Le commissaire Molino, chef de la brigade politique de Padoue, protégeait les poseurs de bombes fascistes ; on vient seulement en haut lieu de s’en apercevoir. Le commissaire Calabresi, son collègue de Milan, a été supprimé par les fascistes, parce qu’il devenait trop compromettant. Mais des fois, ces gens-là tombent sur un os. Marini, c’était un os, ils sont en train de s’en apercevoir ; il les emmerde autant en prison que dehors.

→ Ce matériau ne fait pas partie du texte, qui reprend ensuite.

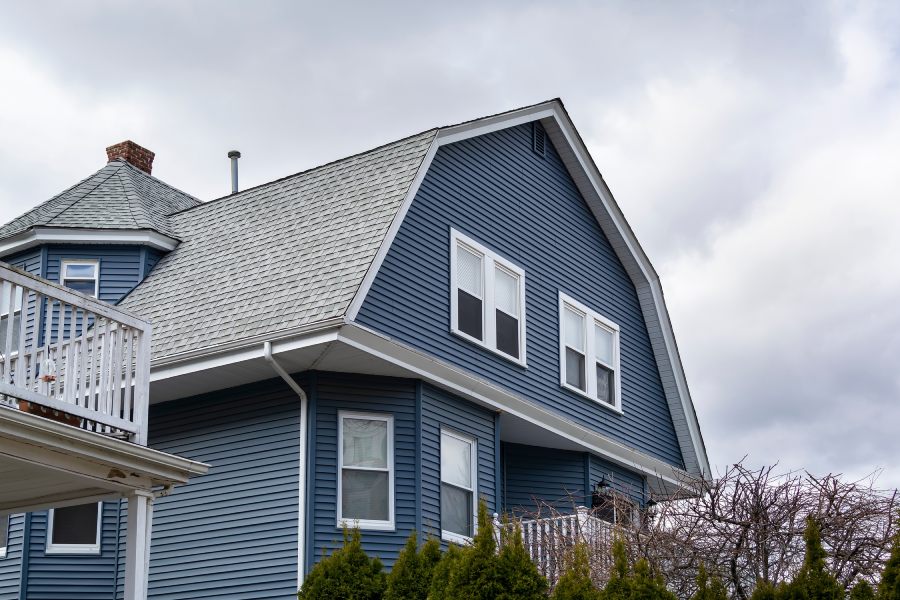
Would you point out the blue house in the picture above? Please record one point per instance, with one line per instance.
(379, 341)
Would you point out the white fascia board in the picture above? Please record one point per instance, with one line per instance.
(487, 394)
(245, 349)
(19, 428)
(629, 250)
(58, 235)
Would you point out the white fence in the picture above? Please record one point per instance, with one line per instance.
(73, 354)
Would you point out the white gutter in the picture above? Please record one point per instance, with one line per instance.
(301, 508)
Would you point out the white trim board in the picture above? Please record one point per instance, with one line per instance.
(581, 167)
(58, 235)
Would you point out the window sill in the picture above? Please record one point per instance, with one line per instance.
(74, 549)
(584, 394)
(456, 538)
(465, 336)
(366, 525)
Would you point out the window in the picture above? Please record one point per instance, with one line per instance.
(459, 460)
(74, 529)
(487, 302)
(589, 353)
(366, 477)
(81, 276)
(4, 535)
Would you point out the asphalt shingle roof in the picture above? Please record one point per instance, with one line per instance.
(118, 196)
(278, 256)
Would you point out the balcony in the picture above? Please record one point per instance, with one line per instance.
(74, 386)
(72, 358)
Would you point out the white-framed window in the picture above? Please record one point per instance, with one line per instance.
(487, 298)
(4, 534)
(459, 486)
(365, 470)
(75, 529)
(81, 275)
(589, 353)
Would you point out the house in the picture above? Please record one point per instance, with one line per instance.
(381, 340)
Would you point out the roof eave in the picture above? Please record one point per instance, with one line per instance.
(36, 236)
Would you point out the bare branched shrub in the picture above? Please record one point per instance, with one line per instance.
(745, 526)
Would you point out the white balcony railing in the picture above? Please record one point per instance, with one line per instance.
(550, 540)
(71, 357)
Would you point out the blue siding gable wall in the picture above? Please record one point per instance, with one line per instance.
(526, 207)
(231, 533)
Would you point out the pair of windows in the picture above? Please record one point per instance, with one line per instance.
(488, 298)
(488, 307)
(366, 477)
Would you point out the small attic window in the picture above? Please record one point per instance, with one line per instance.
(538, 139)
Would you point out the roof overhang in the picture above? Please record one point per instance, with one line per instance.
(606, 211)
(351, 348)
(54, 464)
(37, 236)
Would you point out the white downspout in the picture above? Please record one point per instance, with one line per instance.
(304, 409)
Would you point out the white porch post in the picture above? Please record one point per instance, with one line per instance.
(137, 545)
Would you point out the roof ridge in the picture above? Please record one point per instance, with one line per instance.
(143, 173)
(311, 169)
(80, 197)
(134, 198)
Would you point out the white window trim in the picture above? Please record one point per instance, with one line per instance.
(74, 548)
(450, 536)
(590, 358)
(76, 261)
(4, 522)
(388, 525)
(490, 261)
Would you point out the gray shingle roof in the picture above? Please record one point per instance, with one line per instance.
(278, 256)
(118, 196)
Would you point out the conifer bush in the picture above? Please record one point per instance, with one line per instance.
(346, 574)
(813, 582)
(410, 579)
(575, 583)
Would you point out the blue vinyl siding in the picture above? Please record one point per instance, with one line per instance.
(536, 478)
(496, 190)
(73, 577)
(231, 533)
(11, 566)
(441, 409)
(120, 266)
(396, 397)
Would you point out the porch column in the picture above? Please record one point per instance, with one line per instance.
(137, 545)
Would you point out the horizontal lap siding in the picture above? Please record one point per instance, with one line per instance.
(233, 532)
(496, 190)
(397, 397)
(538, 479)
(10, 567)
(120, 266)
(73, 577)
(441, 409)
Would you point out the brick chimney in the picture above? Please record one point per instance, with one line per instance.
(130, 152)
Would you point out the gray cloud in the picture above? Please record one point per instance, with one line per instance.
(753, 147)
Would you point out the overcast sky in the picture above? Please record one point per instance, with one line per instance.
(753, 146)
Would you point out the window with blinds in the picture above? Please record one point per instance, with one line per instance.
(589, 353)
(487, 298)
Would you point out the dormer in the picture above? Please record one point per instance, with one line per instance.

(Les interview sont extraits de Parlando di Giovanni Marini, dans Rivista A., nov.-déc. 1973. Le comité de défense G. Marini de Florence, a édité un dossier intéressant. Se scampi ai fascisti ci pensa lo stato – Dalla lotta al fascismo nel salernitano alle lotte nelle prigioni dello Stato, l’esperienza di un proletario, Florence, 1974. Sur la « stratégie de la tension » des fascistes en Italie, il y a pas mal de bouquins, j’ai lu seulement L’État massacre, Editions Champ Libre, Paris, 1971).